Museum celebrates stories of Uncle Remus and Brer Rabbit but controversy about racism remains

Curtis Richardson hops around the front parlor of the 140-year-old house, animatedly recounting the enchanting tales of Brer Rabbit and Brer Wolf.

This photo taken Oct. 15, 2009 shows Lain Shakespeare, the great-great-great grandson of author Joel... Expand
(AP)

The elementary school students in the room shriek with delight as he huffs and puffs, stomping around the Wren's Nest, the very house where newspaperman and author Joel Chandler Harris brought the mischievous characters to life based on stories he heard from slaves during the Civil War.

"I smell a rabbit!" Richardson booms in a deep bass voice for the wolf, making the children laugh.
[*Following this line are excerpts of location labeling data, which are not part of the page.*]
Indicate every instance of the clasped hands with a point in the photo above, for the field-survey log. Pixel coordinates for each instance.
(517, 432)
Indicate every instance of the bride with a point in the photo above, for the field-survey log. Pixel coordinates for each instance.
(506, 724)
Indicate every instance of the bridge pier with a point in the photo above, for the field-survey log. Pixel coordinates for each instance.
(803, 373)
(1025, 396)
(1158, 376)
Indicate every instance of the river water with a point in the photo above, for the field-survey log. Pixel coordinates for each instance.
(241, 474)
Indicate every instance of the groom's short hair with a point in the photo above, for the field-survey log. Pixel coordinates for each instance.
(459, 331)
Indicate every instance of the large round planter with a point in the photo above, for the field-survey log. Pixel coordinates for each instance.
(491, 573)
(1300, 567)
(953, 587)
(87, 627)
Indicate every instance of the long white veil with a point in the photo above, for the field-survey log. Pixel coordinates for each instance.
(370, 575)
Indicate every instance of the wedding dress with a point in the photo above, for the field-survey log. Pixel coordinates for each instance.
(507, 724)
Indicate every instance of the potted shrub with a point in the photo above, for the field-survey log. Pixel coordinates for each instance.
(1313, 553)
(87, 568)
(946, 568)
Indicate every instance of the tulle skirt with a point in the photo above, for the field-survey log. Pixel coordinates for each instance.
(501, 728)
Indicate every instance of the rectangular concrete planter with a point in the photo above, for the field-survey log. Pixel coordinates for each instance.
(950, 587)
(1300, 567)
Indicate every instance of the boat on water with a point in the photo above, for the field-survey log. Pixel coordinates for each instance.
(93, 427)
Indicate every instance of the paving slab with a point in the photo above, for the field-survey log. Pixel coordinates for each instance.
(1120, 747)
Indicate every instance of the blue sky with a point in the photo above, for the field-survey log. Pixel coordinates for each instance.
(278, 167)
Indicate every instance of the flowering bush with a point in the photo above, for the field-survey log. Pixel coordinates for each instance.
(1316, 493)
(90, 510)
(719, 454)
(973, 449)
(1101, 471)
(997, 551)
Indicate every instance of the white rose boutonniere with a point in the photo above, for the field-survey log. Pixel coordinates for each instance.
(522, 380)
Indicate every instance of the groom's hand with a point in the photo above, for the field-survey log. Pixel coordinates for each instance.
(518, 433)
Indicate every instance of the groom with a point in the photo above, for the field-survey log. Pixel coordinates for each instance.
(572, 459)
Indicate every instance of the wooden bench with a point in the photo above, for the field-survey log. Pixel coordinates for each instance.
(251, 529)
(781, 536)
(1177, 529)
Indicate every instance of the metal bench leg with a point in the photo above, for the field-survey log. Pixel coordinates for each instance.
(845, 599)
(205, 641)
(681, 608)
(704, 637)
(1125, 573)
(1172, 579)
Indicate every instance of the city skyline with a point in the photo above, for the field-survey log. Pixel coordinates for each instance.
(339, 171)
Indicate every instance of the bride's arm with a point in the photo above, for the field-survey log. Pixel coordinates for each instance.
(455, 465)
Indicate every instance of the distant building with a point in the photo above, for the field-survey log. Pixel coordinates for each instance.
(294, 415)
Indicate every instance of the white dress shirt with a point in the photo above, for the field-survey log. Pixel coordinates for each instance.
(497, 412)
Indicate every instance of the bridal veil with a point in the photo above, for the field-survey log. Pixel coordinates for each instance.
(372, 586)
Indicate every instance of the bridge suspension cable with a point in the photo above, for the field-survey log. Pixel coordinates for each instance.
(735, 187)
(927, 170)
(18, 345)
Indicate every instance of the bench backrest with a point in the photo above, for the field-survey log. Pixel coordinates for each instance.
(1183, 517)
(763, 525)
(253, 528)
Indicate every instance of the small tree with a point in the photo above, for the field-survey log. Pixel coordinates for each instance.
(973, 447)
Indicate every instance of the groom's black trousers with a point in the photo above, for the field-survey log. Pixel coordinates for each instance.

Down the hall in an office sits Harris' great-great-great grandson, Lain Shakespeare, a spunky 26-year-old who took over the failing museum three years ago and revived it from near closure using social networking Web sites Twitter and Facebook and a blog.

It was quite a tall order for a kid who grew up in a family that mostly shunned the museum because of its long-standing practice of not allowing blacks to visit, a policy that ended in 1984 when Shakespeare was a baby. Piled on top of that painful history is the controversy surrounding Harris' work — a white man profiting off stories he took from slaves and spreading what many consider to be an unflattering caricature of Southern blacks.

"It's an uphill battle, to say the least," Shakespeare said sitting in his Wren's Nest office, which was once the bedroom of Harris' mother. "We're letting people know the full story, instead of the story that's been told by other people. We talk about it. We don't sweep it under the rug."

He even poses questions on his blog like "Is Uncle Remus racist?" and invites readers to respond honestly. In one post, he wrote of a Girl Scout leader who wanted to bring her racially diverse troop to visit Wren's Nest, but was "met with dead silence" when she suggested the field trip to parents.

That friction and controversy is exactly what Shakespeare hopes will bring visitors to the front door of the mustard-colored home with the stained glass windows in Atlanta's mostly black southwest neighborhood. That, and fond childhood memories of hearing stories about Uncle Remus and the Tar Baby in the briar patch.